The Sultanate of Witu, an approximately 3,000 km² area inland from the port of Lamu, north of Malindi, was founded in 1810 and became fully independent in 1858. It was a haven for slaves fleeing the Zanzibar slave trade. Its flag was vertically divided, white and red, with a large white 5-pointed star on the red stripe. Germany in 1885 signed treaties with chieftains in present-day Tanzania, causing protests by the Sultan of Zanzibar. Witu had suffered repeated raids by the Sultanate of Zanzibar to capture slaves, and the Sultan formally requested German protection, granted in the same year, 1885. As the result of a treaty between Britain and Germany, Witu was declared a British Protectorate on 18 June 1890, and the Germans renounced control on 1 July of that year. There were armed protests, and the British deposed Sultan Fumo Bakari ibn Ahmad.

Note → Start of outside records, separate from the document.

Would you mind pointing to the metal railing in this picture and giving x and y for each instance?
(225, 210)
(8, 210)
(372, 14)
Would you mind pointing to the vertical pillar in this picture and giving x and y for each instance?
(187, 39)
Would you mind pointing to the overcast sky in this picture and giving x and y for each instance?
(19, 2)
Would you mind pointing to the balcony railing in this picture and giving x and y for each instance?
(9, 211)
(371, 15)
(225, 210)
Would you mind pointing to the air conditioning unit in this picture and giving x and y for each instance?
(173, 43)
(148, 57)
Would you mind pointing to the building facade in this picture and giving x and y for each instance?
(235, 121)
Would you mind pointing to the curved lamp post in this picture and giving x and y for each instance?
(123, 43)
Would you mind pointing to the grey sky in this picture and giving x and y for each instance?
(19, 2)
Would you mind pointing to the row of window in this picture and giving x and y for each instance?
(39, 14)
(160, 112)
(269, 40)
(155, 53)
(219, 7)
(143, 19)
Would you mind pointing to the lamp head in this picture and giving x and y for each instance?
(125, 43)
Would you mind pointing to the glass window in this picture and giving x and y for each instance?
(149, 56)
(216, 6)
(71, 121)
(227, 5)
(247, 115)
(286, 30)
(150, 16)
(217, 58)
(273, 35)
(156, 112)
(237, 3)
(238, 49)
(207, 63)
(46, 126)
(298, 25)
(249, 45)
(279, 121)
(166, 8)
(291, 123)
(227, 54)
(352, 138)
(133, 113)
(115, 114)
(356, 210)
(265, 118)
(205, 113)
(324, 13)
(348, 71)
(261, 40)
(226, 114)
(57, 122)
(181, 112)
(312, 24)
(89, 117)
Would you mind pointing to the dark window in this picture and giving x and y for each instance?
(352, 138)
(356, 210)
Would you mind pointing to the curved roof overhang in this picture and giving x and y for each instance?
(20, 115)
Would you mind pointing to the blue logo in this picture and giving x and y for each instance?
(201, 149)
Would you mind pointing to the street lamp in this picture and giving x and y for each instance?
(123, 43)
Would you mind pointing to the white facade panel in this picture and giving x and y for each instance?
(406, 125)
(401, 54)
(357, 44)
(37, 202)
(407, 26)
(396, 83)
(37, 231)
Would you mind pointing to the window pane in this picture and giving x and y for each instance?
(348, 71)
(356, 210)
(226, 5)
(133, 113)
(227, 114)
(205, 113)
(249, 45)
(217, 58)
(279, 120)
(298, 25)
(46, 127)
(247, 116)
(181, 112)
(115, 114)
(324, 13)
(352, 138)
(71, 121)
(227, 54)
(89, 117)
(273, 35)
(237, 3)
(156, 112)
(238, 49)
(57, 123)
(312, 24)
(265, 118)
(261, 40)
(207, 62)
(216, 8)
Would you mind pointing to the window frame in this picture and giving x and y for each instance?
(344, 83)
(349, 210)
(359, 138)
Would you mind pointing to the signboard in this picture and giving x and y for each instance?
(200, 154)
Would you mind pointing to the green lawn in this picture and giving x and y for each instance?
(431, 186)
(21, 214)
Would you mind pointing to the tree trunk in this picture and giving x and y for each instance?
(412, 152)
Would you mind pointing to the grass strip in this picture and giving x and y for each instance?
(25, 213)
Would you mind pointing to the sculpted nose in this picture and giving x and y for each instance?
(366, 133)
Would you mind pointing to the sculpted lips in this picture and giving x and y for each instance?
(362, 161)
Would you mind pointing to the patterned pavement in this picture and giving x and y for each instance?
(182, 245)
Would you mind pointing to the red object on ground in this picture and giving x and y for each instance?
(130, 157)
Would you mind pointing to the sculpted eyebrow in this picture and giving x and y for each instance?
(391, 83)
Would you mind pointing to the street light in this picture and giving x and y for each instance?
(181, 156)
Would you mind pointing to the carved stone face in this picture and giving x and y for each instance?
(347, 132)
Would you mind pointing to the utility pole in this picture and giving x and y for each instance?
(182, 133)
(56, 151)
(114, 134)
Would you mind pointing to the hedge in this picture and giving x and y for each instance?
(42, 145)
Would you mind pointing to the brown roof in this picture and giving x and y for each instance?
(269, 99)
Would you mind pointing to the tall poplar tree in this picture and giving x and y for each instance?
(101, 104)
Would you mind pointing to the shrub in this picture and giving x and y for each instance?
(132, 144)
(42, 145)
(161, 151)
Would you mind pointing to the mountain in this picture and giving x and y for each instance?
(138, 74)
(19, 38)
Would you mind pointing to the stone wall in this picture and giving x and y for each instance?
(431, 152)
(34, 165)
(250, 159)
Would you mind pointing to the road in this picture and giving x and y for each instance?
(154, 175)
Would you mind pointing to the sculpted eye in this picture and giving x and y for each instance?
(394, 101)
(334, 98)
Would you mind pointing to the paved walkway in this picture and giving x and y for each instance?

In 1893 the British hoisted a new flag: a plain red flag, like the flag of Zanzibar, of which Witu was made a vassal, but with a small Union Jack in the centre.
The Imperial British East Africa Company arrived in 1888 to develop trade in African areas controlled by the British Empire. In 1886 Germany and Britain had signed a treaty in which they agreed on spheres of influence on the East African coast that was part of the Sultanate of Zanzibar and the interior. Germany claimed the coast of present-day Tanzania, and Britain got access to present-day Kenya and Uganda. The company declared a protectorate and adopted as its flag the British Blue Ensign with the imperial crown and a yellow sun with 24 rays in the fly. On 1 July 1895, the British established the protectorate over their portion of East Africa, encompassing present-day Kenya and Uganda. Its flag was the British Blue Ensign with a red lion on a white disk in the fly. In 1920 the protectorate became the Colony of Kenya, and this flag remained unchanged. In 1920 the East Africa Protectorate became a colony and was renamed “Kenya”, after its highest mountain. Its flag was slightly changed the following year: it now featured the red lion directly on the British Blue Ensign.
On 12 December 1963, Kenya became independent: the Colony of Kenya and the Protectorate of Kenya (the area along the coast, leased from the Sultan of Zanzibar in the late 19th century) merged into one nation. Kenya adopted its new flag that same day. The colour black represents the people; red symbolises the bloodshed during the fight for independence, green stands the country’s landscape, and white fimbriation is added to indicate peace and honesty. Its coat of arms features two lions, symbols of protection, holding spears and a traditional East African shield in the national colours. The shield and spears symbolise unity and the defence of freedom. On the shield is a rooster holding an axe, the symbol of the Kenya African National Union (KANU) party that led the country to independence. The shield and lions stand on a silhouette of Mount Kenya with examples of Kenya agricultural produce. The scroll has Kenya’s motto, “Harambee”: Swahili for “pulling together” or “all for one”. Kenya formally became a republic on 12 December 1964. In 2013 the first general elections under the new constitution with limited presidential powers were held, and Uhuru Kenyatta, a son of Kenya’s first president Jomo Kenyatta, won the presidency. The Presidential Standard of Uhuru Kenyatta, who assumed office on 9 April 2013, features, on a blue background, a Maasai shield, two spears and a white dove.